学校教育にもようやくこれから少しずつファイナンシャル教育の基礎みたいなものを入れていくそうですが、現時点ですでに18歳以上の人たちはおそらく学校ではほとんどお金についての勉強をする機会は無かったのではないでしょうか。それにこれから新たに教えると言っても、教える側だって今まで「働く」「お金をためる」くらいしかしたことが無いという人がほとんどでしょうし、自分がやったことがないことについてはなかなか上手くは教えられません。
とはいえ、「貯める」は「増やす」ための出発点ですから、備えようと動き始めていることは良いことです。その額も見てみると、まだ学生も含まれているため平均貯蓄額は約27万円と小さいようですが、アルバイトなどによる月約5万8千円の稼ぎの中から1万7千円も貯金できているならなかなか立派です。

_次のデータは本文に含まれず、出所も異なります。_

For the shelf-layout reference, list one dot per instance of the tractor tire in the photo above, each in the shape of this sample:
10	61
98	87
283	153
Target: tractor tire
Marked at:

今後ひとりで自活して本格的にどこかに勤め始めるとなると、毎月給料が入ってくるようになるとはいえ生活費がそれなりに掛かるので今と同じような割合で貯めていくことは難しいのですが、約5万円の稼げでも貯められたのであれば、ぜひとも月3万円以上のペースで続けてもらいたいところです。「それが本当にじぶんにとって必要なものなのか」「それがいくら生んでくれるものなのか」等を意識すれば、お金は貯められます。無理して周りに合わせてお金を使う必要はありません。
「働く」「貯める」の先へ行くと
先程の記事によると。無理ない範囲で貯金をしているという人が多いようですが、将来の不安を少しでも無くすためには、ある程度無理にでもしないと貯められません。ですからどこかに勤め始めたら、まずは毎月必ず先取りで給料から半強制的に避けられる形にしておくほうが効果的で確実です。引かれてもそのうち「最初からなかった」と思えるようになります。
貯金がある程度の額になったところで何かお金を生んでくれるものに持ち替えます。そしてそこから新たに上がる収益と、毎月続けている貯金を合わせることで、お金を生んでくれるものをさらに増やせます。
順番としてはまずは中古の戸建てなどの不動産からはじめ、手が掛からなくなったら空き時間を使ってサイトなどを持つのもいいし、最後に高配当が付く株式へ…と勧めていくといいかもしれません。
お金は一度使うと手元から消えるので、いくら積んでも心配が尽きないのですが、お金を生んでくれるものを持ちその数を増やしていくと、たとえ手元のお金がゼロだったとしても、定期的な上がりがあるということで、お金が減る・無くなる=生きられないという恐怖をあまり感じずに済みます。それに、上がってくる額が大きければ、「働く」に頼らなくても生きられるようにもなれる=無理に他人の都合に合わせなくても生きられるようにもなれます。
少しでも自由で安定した暮らしを得るためにも、「働く」「貯める」の少し先へ行き、持っているものを増やしてそれで稼ぐことも学んでいきましょう。